Liberty Vittert, Adrian W. Bowman, Stanislav Katina.

Source: The Annals of Applied Statistics, Volume 13, Number 4, 2539--2563.

Abstract:
One of the data structures generated by medical imaging technology is high resolution point clouds representing anatomical surfaces. Stereophotogrammetry and laser scanning are two widely available sources of this kind of data. A standardised surface representation is required to provide a meaningful correspondence across different images as a basis for statistical analysis. Point locations with anatomical definitions, referred to as landmarks, have been the traditional approach. Landmarks can also be taken as the starting point for more general surface representations, often using templates which are warped on to an observed surface by matching landmark positions and subsequent local adjustment of the surface. The aim of the present paper is to provide a new approach which places anatomical curves at the heart of the surface representation and its analysis. Curves provide intermediate structures which capture the principal features of the manifold (surface) of interest through its ridges and valleys. As landmarks are often available these are used as anchoring points, but surface curvature information is the principal guide in estimating the curve locations.

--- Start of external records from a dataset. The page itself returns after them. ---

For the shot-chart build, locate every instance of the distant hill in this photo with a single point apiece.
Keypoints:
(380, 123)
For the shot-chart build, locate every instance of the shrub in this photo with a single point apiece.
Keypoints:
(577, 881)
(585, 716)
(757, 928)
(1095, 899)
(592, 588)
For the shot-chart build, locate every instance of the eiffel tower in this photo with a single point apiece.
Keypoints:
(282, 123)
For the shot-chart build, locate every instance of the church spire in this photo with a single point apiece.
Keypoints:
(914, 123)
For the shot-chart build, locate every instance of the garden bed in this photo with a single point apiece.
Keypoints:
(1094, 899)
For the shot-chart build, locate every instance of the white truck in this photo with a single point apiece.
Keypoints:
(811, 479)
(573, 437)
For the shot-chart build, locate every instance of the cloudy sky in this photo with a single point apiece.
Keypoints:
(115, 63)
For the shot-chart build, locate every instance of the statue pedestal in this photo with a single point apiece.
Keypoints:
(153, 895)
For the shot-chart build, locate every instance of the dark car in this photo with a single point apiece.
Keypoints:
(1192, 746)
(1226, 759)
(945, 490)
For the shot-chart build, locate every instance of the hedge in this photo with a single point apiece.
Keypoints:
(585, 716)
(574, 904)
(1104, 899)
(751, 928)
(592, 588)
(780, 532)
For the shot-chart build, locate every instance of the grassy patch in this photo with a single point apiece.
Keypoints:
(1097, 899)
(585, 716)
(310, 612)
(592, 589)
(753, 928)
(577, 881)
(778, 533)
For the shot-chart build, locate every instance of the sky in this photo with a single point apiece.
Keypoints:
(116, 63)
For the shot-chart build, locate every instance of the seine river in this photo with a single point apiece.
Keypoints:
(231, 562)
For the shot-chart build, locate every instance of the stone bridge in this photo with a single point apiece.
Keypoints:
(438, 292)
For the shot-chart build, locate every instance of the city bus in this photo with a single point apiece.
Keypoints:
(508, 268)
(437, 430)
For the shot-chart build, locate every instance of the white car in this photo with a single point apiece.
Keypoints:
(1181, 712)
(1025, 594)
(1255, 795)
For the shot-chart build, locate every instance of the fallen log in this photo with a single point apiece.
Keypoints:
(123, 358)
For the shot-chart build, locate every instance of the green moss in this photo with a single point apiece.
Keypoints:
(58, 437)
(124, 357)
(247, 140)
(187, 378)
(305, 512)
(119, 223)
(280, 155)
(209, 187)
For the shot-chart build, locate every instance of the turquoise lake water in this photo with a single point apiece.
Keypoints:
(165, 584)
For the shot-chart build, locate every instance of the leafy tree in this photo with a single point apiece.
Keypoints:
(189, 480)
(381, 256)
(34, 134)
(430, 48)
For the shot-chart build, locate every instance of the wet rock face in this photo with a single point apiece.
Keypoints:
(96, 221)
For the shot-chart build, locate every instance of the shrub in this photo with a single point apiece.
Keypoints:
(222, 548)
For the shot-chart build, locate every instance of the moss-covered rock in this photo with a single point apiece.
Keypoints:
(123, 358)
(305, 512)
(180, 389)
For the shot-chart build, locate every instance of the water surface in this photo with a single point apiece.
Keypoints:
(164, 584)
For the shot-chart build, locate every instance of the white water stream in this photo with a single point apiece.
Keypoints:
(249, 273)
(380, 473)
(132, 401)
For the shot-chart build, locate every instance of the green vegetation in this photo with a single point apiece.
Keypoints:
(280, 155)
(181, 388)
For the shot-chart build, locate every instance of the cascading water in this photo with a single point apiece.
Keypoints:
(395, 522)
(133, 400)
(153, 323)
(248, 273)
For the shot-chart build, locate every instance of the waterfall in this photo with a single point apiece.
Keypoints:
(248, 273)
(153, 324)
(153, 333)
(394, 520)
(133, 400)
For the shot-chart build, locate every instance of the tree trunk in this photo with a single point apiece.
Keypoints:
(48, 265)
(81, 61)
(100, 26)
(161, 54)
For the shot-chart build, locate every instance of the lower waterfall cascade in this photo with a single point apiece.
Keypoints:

The surface patches between these curves are relatively flat and can be represented in a standardised manner by appropriate surface transects to give a complete surface model. This new approach does not require the use of a template, reference sample or any external information to guide the method and, when compared with a surface based approach, the estimation of curves is shown to have improved performance. In addition, examples involving applications to mussel shells and human faces show that the analysis of curve information can deliver more targeted and effective insight than the use of full surface information.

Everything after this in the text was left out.